Maroc-UE: "Si la crise continue, elle pourrait avoir un impact négatif sur la coopération bilatérale"

Alors que l'Union européenne est le premier partenaire de développement du Maroc avec des dons estimés à près de 2 milliards de dirhams chaque année, la crise diplomatique que traversent actuellement les deux parties a tout intérêt à "prendre fin rapidement", estime Rupert Joy, ambassadeur de l’UE au Maroc. 

RUPERT JOY

Au risque de voir émerger "un impact négatif sur la coopération bilatérale". Entretien.

HuffPost Maroc: Qu’en est-il actuellement des relations entre l’Union européenne et le Maroc?

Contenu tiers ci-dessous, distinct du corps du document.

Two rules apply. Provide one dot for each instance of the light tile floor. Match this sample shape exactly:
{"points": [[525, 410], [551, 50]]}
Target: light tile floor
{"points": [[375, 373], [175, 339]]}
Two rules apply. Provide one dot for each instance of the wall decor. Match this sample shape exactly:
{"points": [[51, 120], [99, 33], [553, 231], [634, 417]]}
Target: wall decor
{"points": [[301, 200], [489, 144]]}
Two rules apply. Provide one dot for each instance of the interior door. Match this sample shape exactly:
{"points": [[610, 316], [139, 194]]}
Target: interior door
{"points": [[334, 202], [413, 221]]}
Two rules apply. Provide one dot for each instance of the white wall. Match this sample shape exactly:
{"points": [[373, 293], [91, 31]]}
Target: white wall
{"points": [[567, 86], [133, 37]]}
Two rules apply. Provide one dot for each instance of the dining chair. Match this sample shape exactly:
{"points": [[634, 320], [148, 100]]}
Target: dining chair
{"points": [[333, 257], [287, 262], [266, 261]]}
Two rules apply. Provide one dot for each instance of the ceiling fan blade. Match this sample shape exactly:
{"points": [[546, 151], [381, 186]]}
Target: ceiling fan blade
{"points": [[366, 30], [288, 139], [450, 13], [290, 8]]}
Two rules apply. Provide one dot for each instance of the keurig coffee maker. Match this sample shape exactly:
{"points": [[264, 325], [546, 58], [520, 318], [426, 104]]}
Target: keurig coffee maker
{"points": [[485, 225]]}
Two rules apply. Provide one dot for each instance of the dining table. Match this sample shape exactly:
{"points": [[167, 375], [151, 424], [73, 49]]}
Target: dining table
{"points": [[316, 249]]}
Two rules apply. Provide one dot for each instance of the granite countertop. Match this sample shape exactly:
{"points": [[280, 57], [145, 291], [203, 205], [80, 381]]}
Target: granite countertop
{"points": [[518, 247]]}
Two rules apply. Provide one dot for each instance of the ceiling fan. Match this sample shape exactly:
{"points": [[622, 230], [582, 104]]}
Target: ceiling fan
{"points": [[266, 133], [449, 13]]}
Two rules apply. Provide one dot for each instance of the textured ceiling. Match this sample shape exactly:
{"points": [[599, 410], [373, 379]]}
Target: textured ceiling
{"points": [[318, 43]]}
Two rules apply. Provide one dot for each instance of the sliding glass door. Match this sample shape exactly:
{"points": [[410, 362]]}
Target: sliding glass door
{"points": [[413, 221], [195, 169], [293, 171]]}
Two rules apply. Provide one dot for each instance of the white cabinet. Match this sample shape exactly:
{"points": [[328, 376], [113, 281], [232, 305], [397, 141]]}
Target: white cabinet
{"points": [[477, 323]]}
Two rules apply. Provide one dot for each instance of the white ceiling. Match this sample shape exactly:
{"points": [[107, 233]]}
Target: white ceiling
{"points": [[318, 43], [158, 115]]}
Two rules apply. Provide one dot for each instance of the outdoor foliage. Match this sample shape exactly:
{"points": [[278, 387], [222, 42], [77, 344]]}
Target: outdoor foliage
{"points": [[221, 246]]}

Rupert Joy: J'aimerais souligner tout d'abord que l'Union européenne et le Maroc ont développé, depuis de longues années, un partenariat durable et vaste qui, pour l'UE, reste un élément primordial de nos relations avec nos voisins au Sud de la Méditerranée. Il est vrai que nous passons actuellement par une phase difficile suite à l'arrêt du Tribunal de l'UE concernant l'accord agricole. Mais il y a déjà une chose à clarifier d’emblée: l’accord agricole entre l’Union européenne et le Maroc est toujours en vigueur.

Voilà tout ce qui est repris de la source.